Huang Yan: Not only in Singapore, but in many countries, nationalist sentiments have been whipped up by attacks on foreign investors and employees.

At the heart of the issue is the classic criticism that China’s overseas investments are not sufficiently localized. But in our study of 11 Vietnam-based Chinese companies, we found that 90% of employees had been recruited locally, though the few Chinese staff members were mostly engaged in technical and managerial work. Some companies are also focusing on training local Vietnamese technicians as a means of further cutting costs. Huawei, for example, is taking the idea of localization — recruiting and training local talent — as far as possible.

Of course, foreign investment does generate changes in the industrial structure of a given region. For example, when Chinese shoe factories enter a market, they may cause smaller local factories to shut down. This phenomenon is probably most pronounced in Africa, where the arrival of Chinese convenience stores has dealt a serious blow to traditional mom and pop stores as well as local small businesses as a whole.

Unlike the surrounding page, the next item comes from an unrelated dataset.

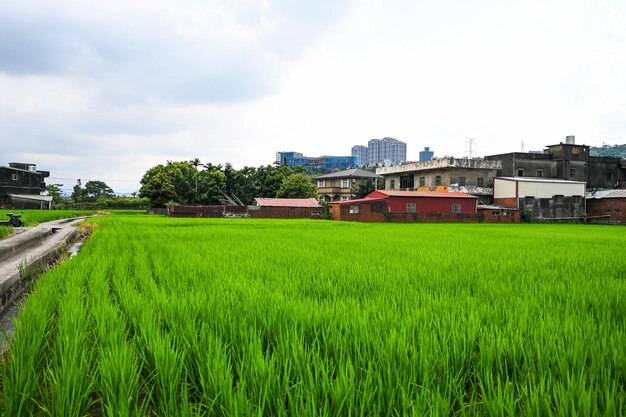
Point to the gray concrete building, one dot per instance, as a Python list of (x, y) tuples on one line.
[(471, 176), (361, 153), (386, 150), (565, 161)]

Moving forward, the resentments created by these and similar changes will be one of the major challenges faced by Chinese capital in Southeast Asia. Vietnam already experienced a wave of anti-China protests in 2014. Companies need to pay attention to their social obligations in the areas where they operate, especially environmental protection and good labor practices. In Myanmar, there was a dam project that saw a Chinese company investing hundreds of millions of yuan, only for the local government to halt construction on environmental grounds.

There are those who just assumed Southeast Asia could be a dumping ground for excess goods.

As for labor rights, when it comes to strictly adhering to local labor laws, or setting an example for local firms as a foreign investor, I think Chinese companies still aren’t doing enough. Chinese labor unions work somewhat differently from their Southeast Asian counterparts, but some Chinese bosses behave arrogantly toward their workers or are dismissive of the local culture. So that’s an issue.

Finally, there’s the long-standing belief in some quarters that Southeast Asia is “backward.” The past few years have seen debates in China over how to deal with the country’s excess production capacity, and there are those who just assumed Southeast Asia could be a dumping ground for excess goods. That mindset needs to change.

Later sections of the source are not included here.